Don't Park It

Homeless for the holidays

NT: What is it about parks and homeless people, anyway?

Brewer: Everything else is private property. Even if you hang out in an alleyway, neighbors call the cops and they can run you in for loitering. A lot of these people sleep during the daytime because there's no safe place for them to sleep at night. A lot of them have mental illnesses, they're antisocial, they don't want to go to a shelter, they have drug and alcohol habits that don't allow them to participate in the shelter experience, as they say.

NT: You choose not to participate in the shelter experience yourself.

Kurt Brewer, relaxing at home.
Emily Piraino
Kurt Brewer, relaxing at home.

Brewer: Yeah. Last winter I was kicked out of two different shelters. I'm kind of proud of that. It would be nice if there were more cheap flophouse hotels, but the health department shuts them all down. [At the shelters] they all sleep in one room the size of a basketball court. I can't sleep in a room that large with that many people. They burp, they fart, they snore, they talk in their sleep, their feet stink. It's not doable.

NT: So the shelters aren't always a solution to the problem.
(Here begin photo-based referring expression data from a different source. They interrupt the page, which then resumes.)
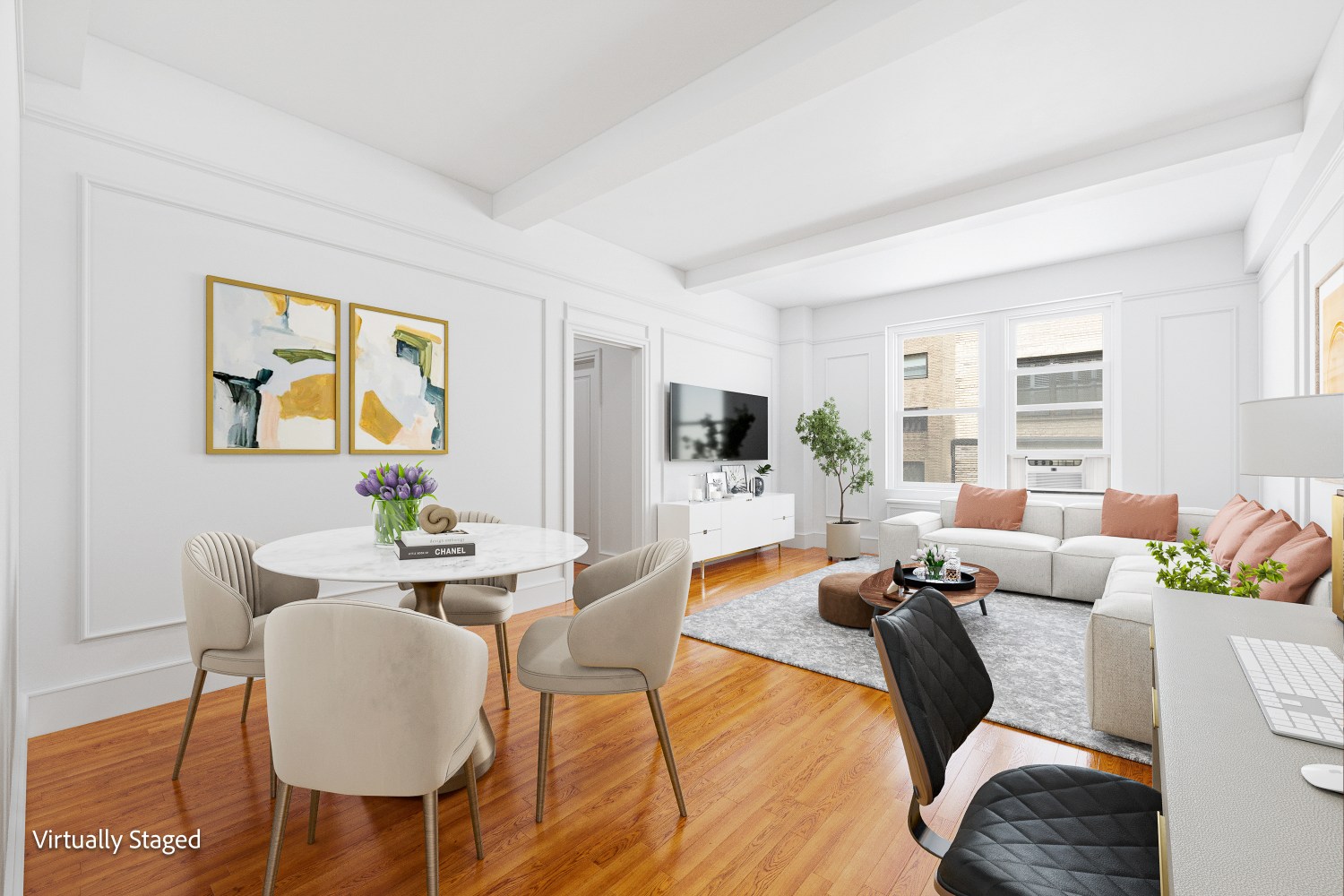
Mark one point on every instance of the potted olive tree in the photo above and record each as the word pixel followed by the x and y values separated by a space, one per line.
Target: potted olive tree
pixel 841 455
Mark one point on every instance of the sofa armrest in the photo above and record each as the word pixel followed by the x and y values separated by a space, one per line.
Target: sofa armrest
pixel 898 538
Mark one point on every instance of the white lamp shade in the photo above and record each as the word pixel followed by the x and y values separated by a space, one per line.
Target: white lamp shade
pixel 1298 435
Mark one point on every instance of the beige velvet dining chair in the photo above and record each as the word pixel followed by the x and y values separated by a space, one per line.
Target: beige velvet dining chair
pixel 623 640
pixel 228 599
pixel 371 700
pixel 478 602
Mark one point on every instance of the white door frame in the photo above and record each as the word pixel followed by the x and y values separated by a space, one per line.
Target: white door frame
pixel 644 421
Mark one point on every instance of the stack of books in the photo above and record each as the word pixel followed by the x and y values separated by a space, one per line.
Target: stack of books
pixel 422 546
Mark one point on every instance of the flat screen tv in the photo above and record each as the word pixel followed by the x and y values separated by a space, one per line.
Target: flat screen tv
pixel 712 425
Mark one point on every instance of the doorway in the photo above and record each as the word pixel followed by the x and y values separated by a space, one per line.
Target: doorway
pixel 607 446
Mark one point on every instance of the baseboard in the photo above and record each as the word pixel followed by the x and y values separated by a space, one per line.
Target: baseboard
pixel 18 814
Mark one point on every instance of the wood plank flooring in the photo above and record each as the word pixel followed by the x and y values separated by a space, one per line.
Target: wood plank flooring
pixel 795 782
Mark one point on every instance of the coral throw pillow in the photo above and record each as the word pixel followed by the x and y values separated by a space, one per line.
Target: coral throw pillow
pixel 981 508
pixel 1139 516
pixel 1223 517
pixel 1306 556
pixel 1265 540
pixel 1234 536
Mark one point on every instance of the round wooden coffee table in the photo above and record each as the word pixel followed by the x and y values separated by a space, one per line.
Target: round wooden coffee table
pixel 874 591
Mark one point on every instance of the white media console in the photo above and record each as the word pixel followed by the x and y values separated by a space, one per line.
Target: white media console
pixel 730 525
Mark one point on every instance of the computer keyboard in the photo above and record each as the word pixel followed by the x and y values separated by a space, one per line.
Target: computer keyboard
pixel 1300 686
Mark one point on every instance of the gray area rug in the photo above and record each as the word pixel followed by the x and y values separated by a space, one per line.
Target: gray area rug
pixel 1032 648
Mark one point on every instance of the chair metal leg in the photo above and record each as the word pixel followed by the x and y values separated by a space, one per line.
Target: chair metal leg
pixel 543 750
pixel 191 718
pixel 502 648
pixel 432 842
pixel 277 839
pixel 666 742
pixel 312 815
pixel 473 802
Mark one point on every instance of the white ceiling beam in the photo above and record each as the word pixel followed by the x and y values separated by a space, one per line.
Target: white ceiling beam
pixel 1223 144
pixel 840 42
pixel 54 37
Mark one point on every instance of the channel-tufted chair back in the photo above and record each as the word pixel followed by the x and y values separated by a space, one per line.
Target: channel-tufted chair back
pixel 631 610
pixel 937 683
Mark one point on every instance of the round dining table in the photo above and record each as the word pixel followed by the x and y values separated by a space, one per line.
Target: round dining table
pixel 349 555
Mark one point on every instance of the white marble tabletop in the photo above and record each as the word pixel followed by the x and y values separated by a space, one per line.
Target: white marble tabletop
pixel 349 555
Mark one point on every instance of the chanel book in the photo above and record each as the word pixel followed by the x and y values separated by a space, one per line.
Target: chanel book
pixel 432 551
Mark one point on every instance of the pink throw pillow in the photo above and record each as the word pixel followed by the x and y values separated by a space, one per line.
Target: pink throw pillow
pixel 1265 540
pixel 1234 536
pixel 1223 517
pixel 1306 556
pixel 981 508
pixel 1139 516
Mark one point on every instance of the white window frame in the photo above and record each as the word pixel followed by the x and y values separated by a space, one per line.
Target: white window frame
pixel 897 413
pixel 1109 365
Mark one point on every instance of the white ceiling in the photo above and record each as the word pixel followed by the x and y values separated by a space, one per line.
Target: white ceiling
pixel 793 151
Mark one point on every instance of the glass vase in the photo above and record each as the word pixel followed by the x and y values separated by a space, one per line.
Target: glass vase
pixel 392 517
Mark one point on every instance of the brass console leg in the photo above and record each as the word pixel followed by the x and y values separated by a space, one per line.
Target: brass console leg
pixel 500 645
pixel 312 815
pixel 475 806
pixel 543 750
pixel 277 839
pixel 191 718
pixel 432 842
pixel 666 742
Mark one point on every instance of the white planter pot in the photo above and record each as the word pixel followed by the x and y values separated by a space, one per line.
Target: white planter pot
pixel 843 540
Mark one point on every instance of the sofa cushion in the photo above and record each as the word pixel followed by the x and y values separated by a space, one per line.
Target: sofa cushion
pixel 1223 517
pixel 986 508
pixel 1125 514
pixel 1308 557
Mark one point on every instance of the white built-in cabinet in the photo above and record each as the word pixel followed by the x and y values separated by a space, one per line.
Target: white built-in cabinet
pixel 731 525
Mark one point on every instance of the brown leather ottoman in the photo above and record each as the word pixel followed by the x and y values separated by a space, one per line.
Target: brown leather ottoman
pixel 839 600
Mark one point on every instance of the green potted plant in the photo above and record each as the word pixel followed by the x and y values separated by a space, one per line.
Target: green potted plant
pixel 841 455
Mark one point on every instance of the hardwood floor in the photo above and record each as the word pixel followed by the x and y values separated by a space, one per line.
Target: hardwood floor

Brewer: You're not a human being to them, you're just a number that they use to get their funding. They don't care about people.

NT: Why do you think the city council cares where you sleep?

Brewer: They have to answer to the citizens, the voters and taxpayers. Homeless people don't vote or pay taxes, so we don't count as far as they're concerned.

NT: Does it seem that the city council should be maybe looking out for your welfare, instead of chasing you away?

Brewer: That's a nice thought. But there are some homeless people that nothing can be done for. They're just too crazy or too antisocial or too hopped up on alcohol or drugs to participate in any type of program to aid homeless people.

NT: Where will you go if this thing passes and they run you off?

Brewer: I'll go look for some patch of public ground where they're not gonna find me. I spent most of the summer sleeping in the bushes over by the freeway. There's always a nice breeze there, and you can wear earplugs so the traffic noise doesn't bother you.

NT: There are no day-sleeper ordinances in Avondale. You could move there.

Brewer: Nah. I'm a downtown kind of guy. They have all the services for homeless people down here. I just ate lunch at St. Vincent de Paul about an hour ago. You can get two free meals a day in this neighborhood.

NT: It can't be safe, sleeping in the park.

Brewer: Well, I'm a convicted felon, so I can't carry weapons. I don't have any troubles with anybody; I guess I look scary enough that most people don't bother me.

NT: So you're okay out here.

Brewer: Yeah. When they're not talking about ordinances to run everyone out of the park, they make it easy to be a homeless street bum here in central Phoenix. You can get almost all of your meals for free, and just about everything you want from the churches and other agencies. Which is fine with me. I don't like paying bills. I like spending my money on food and drink and bus tickets.